FHA Streamline Refinance Loans
If your current mortgage is not an FHA loan, you may be able to refinance your mortgage with an FHA Streamline Refinance. The minimum credit score is also 580. An FHA streamline refinance can help lower your interest rate, and you sometimes can get approved without having an appraisal, credit check, or income verification performed, so it’s a speedy process.
FHA Cash-Out Refinance Loans
You can also do an FHA cash-out refinance have a minimum credit score of at least 620. The cash-out refinance allows homeowners with equity in their house to receive a lump sum of cash by increasing the principal mortgage amount (and, consequently, monthly payments).
VA Interest Rate Reduction Refinance Loan (VA IRRRL)

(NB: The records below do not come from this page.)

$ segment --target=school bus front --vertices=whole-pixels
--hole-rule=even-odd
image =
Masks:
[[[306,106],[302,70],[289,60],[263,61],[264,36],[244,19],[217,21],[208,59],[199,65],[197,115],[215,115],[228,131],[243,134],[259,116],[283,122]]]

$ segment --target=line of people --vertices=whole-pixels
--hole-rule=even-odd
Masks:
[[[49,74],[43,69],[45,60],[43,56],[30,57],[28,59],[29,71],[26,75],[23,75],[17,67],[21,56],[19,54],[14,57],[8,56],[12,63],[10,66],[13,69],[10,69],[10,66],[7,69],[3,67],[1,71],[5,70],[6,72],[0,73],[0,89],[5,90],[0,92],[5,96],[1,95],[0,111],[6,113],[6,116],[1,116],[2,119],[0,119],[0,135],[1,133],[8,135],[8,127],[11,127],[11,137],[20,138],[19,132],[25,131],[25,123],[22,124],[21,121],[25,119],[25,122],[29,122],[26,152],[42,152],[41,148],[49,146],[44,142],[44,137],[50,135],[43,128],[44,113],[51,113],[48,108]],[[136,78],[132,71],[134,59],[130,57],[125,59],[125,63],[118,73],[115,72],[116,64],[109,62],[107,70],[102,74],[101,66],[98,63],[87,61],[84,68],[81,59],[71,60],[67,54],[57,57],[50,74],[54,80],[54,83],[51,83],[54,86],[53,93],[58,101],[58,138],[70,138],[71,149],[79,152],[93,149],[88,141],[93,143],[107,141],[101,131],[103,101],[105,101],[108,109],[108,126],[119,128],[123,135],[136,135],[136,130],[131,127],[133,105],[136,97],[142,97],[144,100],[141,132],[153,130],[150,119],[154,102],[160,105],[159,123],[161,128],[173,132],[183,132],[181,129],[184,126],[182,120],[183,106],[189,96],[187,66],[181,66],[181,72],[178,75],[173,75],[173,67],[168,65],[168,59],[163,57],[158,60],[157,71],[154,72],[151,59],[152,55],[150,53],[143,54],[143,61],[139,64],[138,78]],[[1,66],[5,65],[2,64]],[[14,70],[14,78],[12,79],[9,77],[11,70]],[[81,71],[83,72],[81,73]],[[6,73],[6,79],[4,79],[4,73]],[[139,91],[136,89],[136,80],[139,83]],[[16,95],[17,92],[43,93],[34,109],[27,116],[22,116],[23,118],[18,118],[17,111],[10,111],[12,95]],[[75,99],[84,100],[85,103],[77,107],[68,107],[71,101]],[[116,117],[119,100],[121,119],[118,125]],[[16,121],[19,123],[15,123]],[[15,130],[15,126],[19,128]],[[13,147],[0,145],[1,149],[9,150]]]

If you have an existing VA loan backed by the U.S. Department of Veterans Affairs and want to reduce your monthly mortgage payments, an interest rate reduction refinance loan (IRRRL), aka the VA Streamline Refinance, may be a good option for you. You can also move from a loan with an adjustable or variable interest rate.
Basically, a VA Interest Rate Reduction Loan lets you replace your current loan with a new one under different terms.
Improve Your Credit Score Before Refinancing
Whether your application to refinance was denied or you want to qualify for even lower interest rates, sometimes it’s worth taking the time to raise your credit score. Start by paying all of your monthly bills on time and in full. If you do that for long enough, you’ll start to see your credit score go up steadily.
You can also increase your credit card limit — as long as you don’t spend extra, you can quickly bump up your credit score.
Hire a Credit Repair Company
For people with a lot of negative items on their credit reports, a credit repair agency may be helpful in disputing those items and getting them removed altogether. Check out our reviews of the leading credit repair companies.
Credit scores are often categorized into five different ranges, from bad to excellent. If you can increase your credit score enough to boost yourself into the next category, you could automatically qualify for better refinance rates.
Don’t give up on your goal of refinancing your mortgage. There’s always room for improvement which means there’s always a way to get a better rate — even if it takes a bit of time.